The Federation of Students began lobbying for improved protection of tenants in the Residential Tenancies Act in August and has earned the support of the City of Waterloo as well as Kitchener-Waterloo MPP Catherine Fife. As the act currently stands, tenants have very little protection given to them for matters that occur before they occupy their homes, which has resulted in many students being left with little options when they find that their homes aren’t ready when they want to move in. Feds is pushing for an increase in pre-occupancy tenant rights as well as giving the Landlord and Tenants Board more power so it can better handle these situations.
In the meantime, Wiley urged students with tenancy issues to make use of on-campus resources like the Off-Campus Housing office or even contacting her directly, as well as speaking to Waterloo Region Community Legal Services, which offers free legal advice in these situations.
Another UW group heavily involved in issues of tenant displacement is the Waterloo Public Interest Research Group (WPIRG). It was instrumental in organizing and empowering students during the One Columbia incident, ultimately helping students get returns on their deposits and terminate their leases. Imprint spoke to Alex Diceanu, WPIRG projects and organizational development co-ordinator, who shared Wiley’s concerns of there being a larger issue with Waterloo landlords.
“I think these things are going to keep happening, and they’re not only just these buildings not being done, but landlord abuse of student tenants is systematic…. The abuses are systematic and they’re ongoing, and it doesn’t matter if it’s a new building or an older building, and these things are going to keep going unless students get organized,” Diceanu said.
While the building continues construction, Icon has arranged sleeping arrangements for its residents, but this hasn’t mitigated the frustration for some.

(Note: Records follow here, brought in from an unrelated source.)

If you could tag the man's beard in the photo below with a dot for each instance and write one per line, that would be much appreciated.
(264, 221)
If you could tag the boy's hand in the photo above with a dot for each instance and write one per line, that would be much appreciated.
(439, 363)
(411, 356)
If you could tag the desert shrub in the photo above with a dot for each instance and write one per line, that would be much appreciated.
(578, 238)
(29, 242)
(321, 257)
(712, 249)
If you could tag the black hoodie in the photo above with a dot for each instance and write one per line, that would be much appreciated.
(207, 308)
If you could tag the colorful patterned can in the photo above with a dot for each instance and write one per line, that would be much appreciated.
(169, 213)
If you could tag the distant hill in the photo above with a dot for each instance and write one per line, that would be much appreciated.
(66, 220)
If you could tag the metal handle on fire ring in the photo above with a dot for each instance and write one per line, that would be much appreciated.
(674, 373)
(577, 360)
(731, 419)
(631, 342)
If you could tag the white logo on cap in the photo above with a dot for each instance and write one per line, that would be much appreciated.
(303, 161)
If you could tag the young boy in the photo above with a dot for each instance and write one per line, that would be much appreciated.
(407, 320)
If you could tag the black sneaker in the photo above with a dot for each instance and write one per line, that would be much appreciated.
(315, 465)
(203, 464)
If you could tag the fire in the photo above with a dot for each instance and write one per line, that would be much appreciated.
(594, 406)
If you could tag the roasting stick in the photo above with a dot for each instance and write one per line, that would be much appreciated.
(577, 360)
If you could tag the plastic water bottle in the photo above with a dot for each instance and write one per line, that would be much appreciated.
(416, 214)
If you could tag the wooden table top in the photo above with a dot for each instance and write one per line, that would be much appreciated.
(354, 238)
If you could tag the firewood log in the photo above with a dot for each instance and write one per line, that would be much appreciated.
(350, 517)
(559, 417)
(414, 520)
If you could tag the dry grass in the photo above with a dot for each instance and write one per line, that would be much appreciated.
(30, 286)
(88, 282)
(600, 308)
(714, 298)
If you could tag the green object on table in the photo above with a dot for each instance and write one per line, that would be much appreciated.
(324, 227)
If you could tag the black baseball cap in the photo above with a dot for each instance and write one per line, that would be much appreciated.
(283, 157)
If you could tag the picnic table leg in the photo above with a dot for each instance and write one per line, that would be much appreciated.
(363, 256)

“I have been jumping to different hotels in Kitchener, Waterloo, and Cambridge due to ICON’s poor management and inability to fulfill deadlines. Currently, they placed me in a two-star hotel in Cambridge until the 24th, which is unfortunate because the rooms are very low quality, and not [to] mention, it’s in another city,” said Hanson Chen, first-year student and Icon tenant. “Being in this situation makes it very difficult to focus on school because I have to constantly worry about where I’m going to live, where I’ll be eating, where I’ll be storing my things, where I’ll be washing my clothes, etc.”
Henry said that on another inspection held Sept. 9, the north building of Icon 330 met provincial standards and was granted an occupancy permit. At the time of publishing, most of Icon’s rooms have been approved by the city, though certain suites on each floor of the south building are still uninhabitable, as well as most of the suites in the podium.
Diceanu warned that even as tenants move in to Icon, they may experience difficulties.
“For students who are staying … those students are likely going to have ongoing issues even after they move in. Most likely, the amenities in the lease won’t all be ready, there’s ongoing construction and things probably won’t work properly: there will be issues with water, hydro, those kinds of things that always happen with any new building, especially a rapidly-constructed one — as well as possibly bogus deposits and charges. We’ll have to wait and see, but those are things that students have a high chance of encountering if they stick around with Icon. For those students, we would be happy to help them form a tenant association.
“We need students to form tenant associations, almost like a student union for tenants,” Diceanu added. “I think that’s the only thing in the long run that’s going to put pressure on landlords sufficiently to address some of these issues.”
Imprint contacted Icon, but they were unavailable to comment.